The multiple that investors are willing to pay for said stream of earnings tends to rise as interest rates fall.  So, it’s no wonder the earnings multiple on the stock market is hovering above its historical mean.  U.S. companies have struggled to lift earnings in the past year for various reasons including the rising dollar and falling energy prices.


Given that more recently both the dollar and oil prices have stabilized, earnings may resume their upward trend, all things equal.  It could be that the market is already sniffing this out, providing the recent uptick in stock prices.

mount-vesuvius-photograph

Looking ahead, the U.S. holds its presidential election in November which could create a few volcanic plumes.  And, in October, Italy is holding its own referendum which, depending on its outcome, could potentially bring the anti-Euro opposition party into power.


Though still a low probability event, the hint of a departure by Italy from the European Union would send seismic waves across markets possibly making Brexit look like just a hiccup.  At least if we need to invoke Vesuvius again, it’s only reasonable the origin should be Italy.

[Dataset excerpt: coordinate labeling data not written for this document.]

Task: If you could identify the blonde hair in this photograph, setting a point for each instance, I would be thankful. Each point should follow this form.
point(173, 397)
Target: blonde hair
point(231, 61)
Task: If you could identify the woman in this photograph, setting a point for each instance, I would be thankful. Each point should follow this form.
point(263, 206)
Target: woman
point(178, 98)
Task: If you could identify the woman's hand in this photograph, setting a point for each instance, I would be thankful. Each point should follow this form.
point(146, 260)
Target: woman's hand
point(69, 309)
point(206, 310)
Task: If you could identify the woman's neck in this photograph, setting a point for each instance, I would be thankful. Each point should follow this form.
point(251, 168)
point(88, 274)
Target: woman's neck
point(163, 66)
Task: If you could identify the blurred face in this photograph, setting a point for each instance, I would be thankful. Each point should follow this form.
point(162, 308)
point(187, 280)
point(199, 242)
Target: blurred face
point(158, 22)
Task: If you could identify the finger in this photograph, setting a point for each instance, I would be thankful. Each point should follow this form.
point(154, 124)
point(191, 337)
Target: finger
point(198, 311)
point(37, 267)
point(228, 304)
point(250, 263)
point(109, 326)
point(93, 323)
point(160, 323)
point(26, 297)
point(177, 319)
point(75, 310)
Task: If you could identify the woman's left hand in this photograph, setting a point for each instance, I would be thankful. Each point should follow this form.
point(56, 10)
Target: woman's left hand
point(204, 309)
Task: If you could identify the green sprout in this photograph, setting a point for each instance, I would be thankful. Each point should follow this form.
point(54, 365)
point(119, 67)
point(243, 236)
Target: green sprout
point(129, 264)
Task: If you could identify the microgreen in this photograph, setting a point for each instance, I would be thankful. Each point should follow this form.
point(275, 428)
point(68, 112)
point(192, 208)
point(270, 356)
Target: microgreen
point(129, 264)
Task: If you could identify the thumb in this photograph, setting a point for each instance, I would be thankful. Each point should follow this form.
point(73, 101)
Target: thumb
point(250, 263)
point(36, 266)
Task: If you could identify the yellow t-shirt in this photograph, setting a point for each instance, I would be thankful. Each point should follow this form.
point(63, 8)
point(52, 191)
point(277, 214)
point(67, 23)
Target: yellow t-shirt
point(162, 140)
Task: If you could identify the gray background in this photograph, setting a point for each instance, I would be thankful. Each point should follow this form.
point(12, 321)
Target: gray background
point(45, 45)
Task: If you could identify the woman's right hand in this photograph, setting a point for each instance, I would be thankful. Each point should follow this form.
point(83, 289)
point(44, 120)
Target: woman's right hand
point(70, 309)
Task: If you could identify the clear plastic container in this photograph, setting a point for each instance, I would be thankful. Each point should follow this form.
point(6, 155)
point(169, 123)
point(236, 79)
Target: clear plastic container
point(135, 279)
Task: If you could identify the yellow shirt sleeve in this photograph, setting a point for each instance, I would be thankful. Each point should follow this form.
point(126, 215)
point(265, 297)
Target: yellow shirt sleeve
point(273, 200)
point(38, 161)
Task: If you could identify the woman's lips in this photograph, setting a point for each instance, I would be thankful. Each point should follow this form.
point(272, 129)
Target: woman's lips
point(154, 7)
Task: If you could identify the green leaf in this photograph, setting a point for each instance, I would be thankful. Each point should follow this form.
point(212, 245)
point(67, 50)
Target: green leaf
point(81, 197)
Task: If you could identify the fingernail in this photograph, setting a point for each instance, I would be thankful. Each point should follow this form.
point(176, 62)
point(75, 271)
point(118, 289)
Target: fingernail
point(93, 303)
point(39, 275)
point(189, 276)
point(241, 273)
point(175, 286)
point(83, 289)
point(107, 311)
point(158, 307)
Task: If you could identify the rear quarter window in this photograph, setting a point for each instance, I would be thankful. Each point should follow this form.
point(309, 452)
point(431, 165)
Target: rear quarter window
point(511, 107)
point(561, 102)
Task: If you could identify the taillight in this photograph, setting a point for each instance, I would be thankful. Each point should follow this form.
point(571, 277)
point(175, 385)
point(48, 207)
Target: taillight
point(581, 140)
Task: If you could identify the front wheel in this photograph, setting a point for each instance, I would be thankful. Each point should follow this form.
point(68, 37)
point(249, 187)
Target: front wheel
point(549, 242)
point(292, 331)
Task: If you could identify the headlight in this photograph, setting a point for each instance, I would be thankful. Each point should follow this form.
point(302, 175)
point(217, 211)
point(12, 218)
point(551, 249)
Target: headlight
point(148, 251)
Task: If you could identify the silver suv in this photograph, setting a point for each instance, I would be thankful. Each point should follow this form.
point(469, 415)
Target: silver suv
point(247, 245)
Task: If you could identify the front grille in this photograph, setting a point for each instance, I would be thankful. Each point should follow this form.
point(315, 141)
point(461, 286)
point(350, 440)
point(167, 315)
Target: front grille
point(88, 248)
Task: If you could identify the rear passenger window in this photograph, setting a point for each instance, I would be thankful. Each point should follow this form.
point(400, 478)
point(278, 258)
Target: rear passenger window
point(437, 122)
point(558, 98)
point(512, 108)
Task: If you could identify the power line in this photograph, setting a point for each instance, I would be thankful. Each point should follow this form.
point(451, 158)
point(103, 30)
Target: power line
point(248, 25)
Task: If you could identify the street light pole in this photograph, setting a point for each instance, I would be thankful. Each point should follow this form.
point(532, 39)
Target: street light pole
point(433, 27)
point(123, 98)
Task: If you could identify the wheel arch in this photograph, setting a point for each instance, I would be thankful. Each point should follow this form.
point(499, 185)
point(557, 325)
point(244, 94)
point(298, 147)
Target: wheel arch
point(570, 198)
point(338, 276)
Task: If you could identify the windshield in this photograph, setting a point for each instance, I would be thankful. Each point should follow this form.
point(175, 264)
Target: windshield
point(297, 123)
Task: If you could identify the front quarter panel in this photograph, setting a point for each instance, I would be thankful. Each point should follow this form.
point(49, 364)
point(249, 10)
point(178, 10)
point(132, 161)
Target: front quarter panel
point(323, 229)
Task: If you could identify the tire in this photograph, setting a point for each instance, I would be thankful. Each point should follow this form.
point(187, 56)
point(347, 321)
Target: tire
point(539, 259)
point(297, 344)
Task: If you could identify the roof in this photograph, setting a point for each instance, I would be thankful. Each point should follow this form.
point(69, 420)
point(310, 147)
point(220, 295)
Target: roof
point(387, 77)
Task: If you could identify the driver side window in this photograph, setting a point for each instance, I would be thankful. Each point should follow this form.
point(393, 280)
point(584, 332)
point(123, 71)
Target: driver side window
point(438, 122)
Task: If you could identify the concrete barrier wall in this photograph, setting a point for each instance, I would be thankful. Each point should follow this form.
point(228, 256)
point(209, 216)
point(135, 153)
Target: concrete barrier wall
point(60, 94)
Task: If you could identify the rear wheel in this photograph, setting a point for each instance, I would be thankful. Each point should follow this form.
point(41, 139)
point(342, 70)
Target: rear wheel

Fortunately, there are plenty of observatories monitoring events.  Let’s hope they do better than Brexit next time around.  We’ll certainly be keeping a close eye on events.


Sources:

  1. science.howstuffworks.com
  2. Bloomberg
  3. State Street Global Advisors
  4. National Association of Realtors
  5. Wall Street Journal
  6. Barron’s
  7. The Economist

This material reflects the opinions of Welch & Forbes based on view points and information that we believe to be reliable.  It is intended for informational purposes only, and not to suggest any specific performance or results, nor should it be considered investment, financial, tax or other professional advice.  It is not an offer or solicitation.